Doğu Anadolu Gazeteciler Cemiyeti (DAGC) tarafından organize edilen  'Medya etiği ve pozitif habercilik' konulu toplantı Atatürk Üniversitesi Kültür ve Gösteri Merkezi'nde düzenlendi. Toplantıya Habertürk Gazetesi Genel Yayın Yönetmen Yardımcısı Doğan Satmış ile birlikte katılan Hürriyet Gazetesi Okur Temsilcisi Faruk Bildirici gazeteciliğin teknolojik hem de siyasi baskı altında olduğunu belirtti. Medyanın ciddi bir sınavdan geçtiğine işaret eden Faruk Bildirici, şöyle konuştu:
"İster siyasi iktidarın yanında, ister karşısında, ister tamamen bağımsız olun, medya ciddi bir siyasi baskı altında. Öyle bir sınavdan geçiyoruz ki bugünler geçtiğinde herkesin başının dik durabilmesi gerekiyor. Biz o zamanda 'Görevimizi yapmıştık' diyebilmeliyiz. Çünkü biz insanlara doğru bilgiyi verir, gerçeği, ulaştırma işlevini olması gerektiği gibi aktarabilirsek ancak bu ülke o zaman düzlüğe çıkar. Sadece medya anlamında değil. Önemli olan da bu."

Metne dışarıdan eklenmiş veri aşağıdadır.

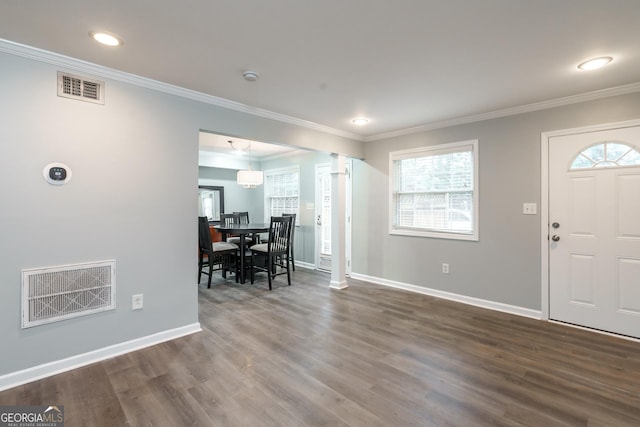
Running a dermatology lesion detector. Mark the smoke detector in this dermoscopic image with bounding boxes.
[242,70,260,82]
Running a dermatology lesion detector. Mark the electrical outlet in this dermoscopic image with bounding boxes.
[131,294,143,310]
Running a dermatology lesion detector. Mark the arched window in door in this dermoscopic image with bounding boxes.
[569,141,640,170]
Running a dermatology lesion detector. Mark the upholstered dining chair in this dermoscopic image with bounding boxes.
[198,216,238,288]
[249,216,292,290]
[282,213,296,271]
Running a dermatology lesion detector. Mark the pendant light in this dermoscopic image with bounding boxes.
[229,141,264,188]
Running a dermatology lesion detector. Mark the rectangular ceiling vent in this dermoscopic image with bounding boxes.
[22,261,116,328]
[58,71,104,104]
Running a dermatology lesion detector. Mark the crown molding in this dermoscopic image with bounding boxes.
[5,39,640,142]
[363,82,640,142]
[0,39,363,141]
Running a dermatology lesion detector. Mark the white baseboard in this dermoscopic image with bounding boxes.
[351,273,542,319]
[0,323,202,391]
[296,261,316,270]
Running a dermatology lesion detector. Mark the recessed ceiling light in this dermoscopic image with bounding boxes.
[89,31,124,46]
[578,56,613,71]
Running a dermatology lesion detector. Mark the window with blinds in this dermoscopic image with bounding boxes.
[389,140,478,240]
[264,167,300,222]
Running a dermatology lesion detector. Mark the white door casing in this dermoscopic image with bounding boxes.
[543,126,640,338]
[315,163,331,271]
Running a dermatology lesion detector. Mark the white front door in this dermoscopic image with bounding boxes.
[549,126,640,338]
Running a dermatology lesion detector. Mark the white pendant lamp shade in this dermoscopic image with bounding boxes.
[237,169,264,188]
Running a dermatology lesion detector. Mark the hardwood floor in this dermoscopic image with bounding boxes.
[0,269,640,427]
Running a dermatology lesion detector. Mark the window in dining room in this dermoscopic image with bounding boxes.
[389,140,478,240]
[264,166,300,222]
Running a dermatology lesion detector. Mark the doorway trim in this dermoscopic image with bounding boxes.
[540,119,640,320]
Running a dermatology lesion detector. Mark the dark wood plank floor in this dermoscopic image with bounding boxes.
[0,269,640,427]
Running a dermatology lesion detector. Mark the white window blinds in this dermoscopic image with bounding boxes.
[390,141,477,238]
[265,167,300,222]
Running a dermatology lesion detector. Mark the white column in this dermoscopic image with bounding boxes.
[329,154,349,289]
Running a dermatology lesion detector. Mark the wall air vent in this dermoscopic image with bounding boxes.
[58,71,104,104]
[22,261,116,328]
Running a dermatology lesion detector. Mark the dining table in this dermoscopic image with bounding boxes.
[214,222,269,283]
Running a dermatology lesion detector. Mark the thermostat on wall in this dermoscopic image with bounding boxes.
[42,163,72,185]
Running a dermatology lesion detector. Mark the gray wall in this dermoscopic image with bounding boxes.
[352,93,640,310]
[0,51,363,376]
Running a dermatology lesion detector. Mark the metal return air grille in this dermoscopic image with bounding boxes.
[22,261,116,328]
[58,72,104,104]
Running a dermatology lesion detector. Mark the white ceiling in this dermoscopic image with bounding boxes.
[199,132,300,161]
[0,0,640,140]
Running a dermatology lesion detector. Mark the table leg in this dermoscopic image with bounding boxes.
[240,233,245,284]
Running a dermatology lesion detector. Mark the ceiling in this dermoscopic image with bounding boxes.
[0,0,640,140]
[199,132,301,161]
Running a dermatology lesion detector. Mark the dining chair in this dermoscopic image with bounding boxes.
[249,216,292,290]
[198,216,238,288]
[282,213,296,271]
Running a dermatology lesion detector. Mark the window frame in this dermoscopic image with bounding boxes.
[264,165,301,225]
[388,139,480,241]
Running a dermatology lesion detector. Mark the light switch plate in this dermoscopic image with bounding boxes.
[522,203,538,215]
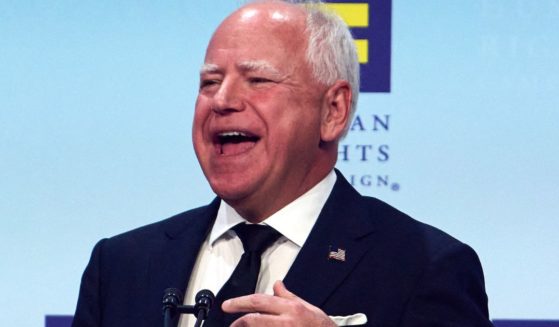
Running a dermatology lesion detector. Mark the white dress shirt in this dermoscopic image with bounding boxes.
[179,171,336,327]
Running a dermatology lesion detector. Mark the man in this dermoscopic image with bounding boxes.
[74,1,491,326]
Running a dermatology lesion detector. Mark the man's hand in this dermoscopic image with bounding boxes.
[222,280,336,327]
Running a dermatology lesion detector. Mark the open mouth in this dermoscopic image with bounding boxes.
[214,131,260,155]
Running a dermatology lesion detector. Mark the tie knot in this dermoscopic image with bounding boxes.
[233,224,281,257]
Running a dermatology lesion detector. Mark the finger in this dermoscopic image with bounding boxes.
[221,294,289,314]
[230,312,286,327]
[273,280,299,299]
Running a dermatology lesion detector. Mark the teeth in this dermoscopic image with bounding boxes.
[219,132,247,137]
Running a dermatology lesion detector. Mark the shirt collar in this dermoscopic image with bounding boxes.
[209,170,337,247]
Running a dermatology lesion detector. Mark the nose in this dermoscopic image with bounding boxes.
[212,79,244,115]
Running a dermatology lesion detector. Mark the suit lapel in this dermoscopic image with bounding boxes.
[284,171,373,306]
[148,198,220,324]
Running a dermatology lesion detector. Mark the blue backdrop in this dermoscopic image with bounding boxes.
[0,0,559,326]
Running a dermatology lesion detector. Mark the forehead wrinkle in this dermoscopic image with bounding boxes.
[237,60,281,77]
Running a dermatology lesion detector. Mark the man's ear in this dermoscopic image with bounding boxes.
[320,80,352,142]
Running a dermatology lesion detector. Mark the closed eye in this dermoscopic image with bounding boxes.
[248,77,273,84]
[200,79,219,89]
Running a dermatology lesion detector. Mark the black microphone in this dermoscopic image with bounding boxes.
[163,288,182,327]
[163,288,215,327]
[194,290,215,322]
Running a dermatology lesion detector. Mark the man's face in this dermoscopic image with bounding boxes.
[193,4,331,221]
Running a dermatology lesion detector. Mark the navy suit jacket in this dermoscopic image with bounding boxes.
[73,173,491,327]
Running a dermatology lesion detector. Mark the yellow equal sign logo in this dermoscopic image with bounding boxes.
[324,3,369,64]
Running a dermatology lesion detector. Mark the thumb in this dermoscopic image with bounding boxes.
[274,280,298,299]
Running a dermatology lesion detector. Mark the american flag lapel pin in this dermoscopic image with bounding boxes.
[328,245,345,262]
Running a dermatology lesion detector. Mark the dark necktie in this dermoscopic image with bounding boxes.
[204,224,281,327]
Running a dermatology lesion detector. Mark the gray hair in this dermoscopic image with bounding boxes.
[247,0,359,135]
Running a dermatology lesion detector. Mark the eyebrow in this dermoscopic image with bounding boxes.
[237,60,282,78]
[200,60,282,78]
[200,64,219,75]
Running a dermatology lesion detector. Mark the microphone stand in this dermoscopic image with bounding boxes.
[163,288,215,327]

Gazetecilikte gerçeği aktarmanın yanı sıra eleştirmenin de iyilik yapmak olduğunu vurgulayan Faruk Bildirici, bunu sağlamak için doğru dil ve tarz kullanılması gerektiğini bildirdi. Gazeteciler açısından genel ahlak kadar mesleki ahlakın daha önemli olduğunu savunan Bildirici, "Meslek ahlakı ya da etik denilen şey hakkında size bir sürü madde sıralayabilirim. Daha kolay tanıtım ise vicdandır. Etik dediğimiz şey vicdandır. İşin özü bu" dedi.

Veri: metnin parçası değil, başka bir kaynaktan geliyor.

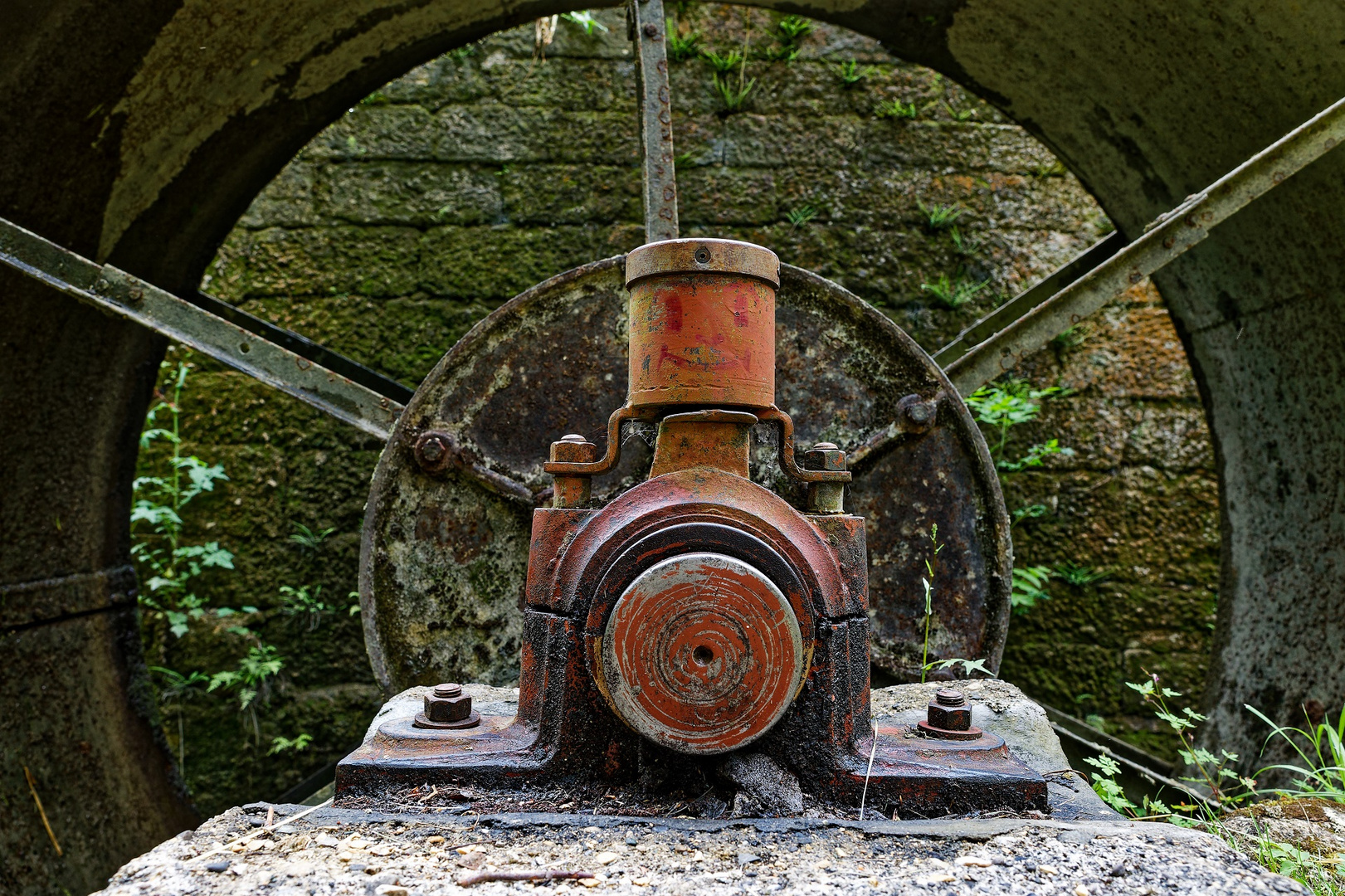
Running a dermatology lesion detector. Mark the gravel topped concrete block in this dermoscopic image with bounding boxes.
[101,681,1308,896]
[92,805,1308,896]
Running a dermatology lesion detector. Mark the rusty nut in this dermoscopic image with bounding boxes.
[425,684,472,723]
[803,441,845,470]
[416,429,453,474]
[550,433,597,464]
[897,396,938,433]
[927,690,971,731]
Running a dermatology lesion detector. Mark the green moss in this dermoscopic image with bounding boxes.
[157,4,1217,811]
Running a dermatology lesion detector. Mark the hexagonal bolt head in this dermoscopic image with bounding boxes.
[803,441,845,514]
[897,396,938,433]
[803,441,845,470]
[550,433,597,464]
[925,690,971,731]
[416,429,453,472]
[550,433,597,507]
[425,684,472,723]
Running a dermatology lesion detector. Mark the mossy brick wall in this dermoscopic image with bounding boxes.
[145,4,1217,811]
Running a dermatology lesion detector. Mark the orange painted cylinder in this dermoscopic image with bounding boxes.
[626,240,780,409]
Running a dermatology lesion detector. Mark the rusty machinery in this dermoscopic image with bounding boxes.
[338,240,1046,814]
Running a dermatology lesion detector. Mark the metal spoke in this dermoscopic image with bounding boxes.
[940,93,1345,396]
[0,218,402,440]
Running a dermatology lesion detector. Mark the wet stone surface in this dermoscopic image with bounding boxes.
[338,679,1116,821]
[92,681,1306,896]
[92,805,1306,896]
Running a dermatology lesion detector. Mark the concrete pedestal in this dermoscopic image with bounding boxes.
[86,681,1306,896]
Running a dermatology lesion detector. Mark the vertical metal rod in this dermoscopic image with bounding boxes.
[944,93,1345,396]
[626,0,678,242]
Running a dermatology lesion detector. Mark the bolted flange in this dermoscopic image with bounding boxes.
[918,689,982,740]
[413,682,481,728]
[803,441,845,514]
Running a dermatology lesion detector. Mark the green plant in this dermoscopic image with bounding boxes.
[1050,323,1092,351]
[967,379,1066,470]
[996,439,1075,472]
[1126,670,1256,810]
[130,348,234,638]
[943,102,977,121]
[1247,706,1345,803]
[948,226,981,256]
[1242,826,1345,896]
[701,50,743,74]
[714,73,756,113]
[561,9,608,35]
[266,733,314,756]
[834,59,879,87]
[1084,755,1139,814]
[280,585,334,631]
[206,645,285,745]
[784,204,818,230]
[920,275,990,308]
[149,666,210,781]
[665,19,702,62]
[916,199,966,231]
[924,656,998,678]
[873,100,920,119]
[1011,504,1050,526]
[758,16,814,62]
[920,523,943,682]
[290,522,336,554]
[1009,567,1050,613]
[1055,560,1111,588]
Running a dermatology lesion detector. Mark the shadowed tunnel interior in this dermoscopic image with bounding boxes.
[0,0,1345,894]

SATMIŞ: HABERDE EKSİK VARSA SOSYAL MEDYA DEVREYE GİRİYOR
Habertürk Gazetesi Genel Yayın Yönetmen Yardımcısı Doğan Satmış ise, gazete küpürlerinden örnekler göstererek medya etiğini değerlendirdi. İletişimdeki gelişmelerin medya etiğini daha işler hale getirdiğini söyleyen Doğan Satmış, şunları söyledi:
"Eskiden Erzurum'da bir yerel gazeteci haberi yapıp İstanbul'a geçerdi. Oradaki editörler haberi beğenirse gazete, radyo veya televizyona taşırdı. Haberde eksik ve kusur varsa sadece yapan muhabir bilirdi. Yanlışlar ortaya çıkmazdı. Şimdiyse Erzurum'da yazılan bir haber anında internete çıkıyor. Haberde eksik varsa sosyal medya devreye giriyor. Bir tweet atarak ünivesite öğrencisi yanlışı duyuruyor. Medya etiği olarak haberin sağlamasını yapmak anlık olay şu anda. Kısaca medya etiği eskiye göre çok daha pratik şekilde haberin gerçekliğinin sağlamasını yapmış oluyor."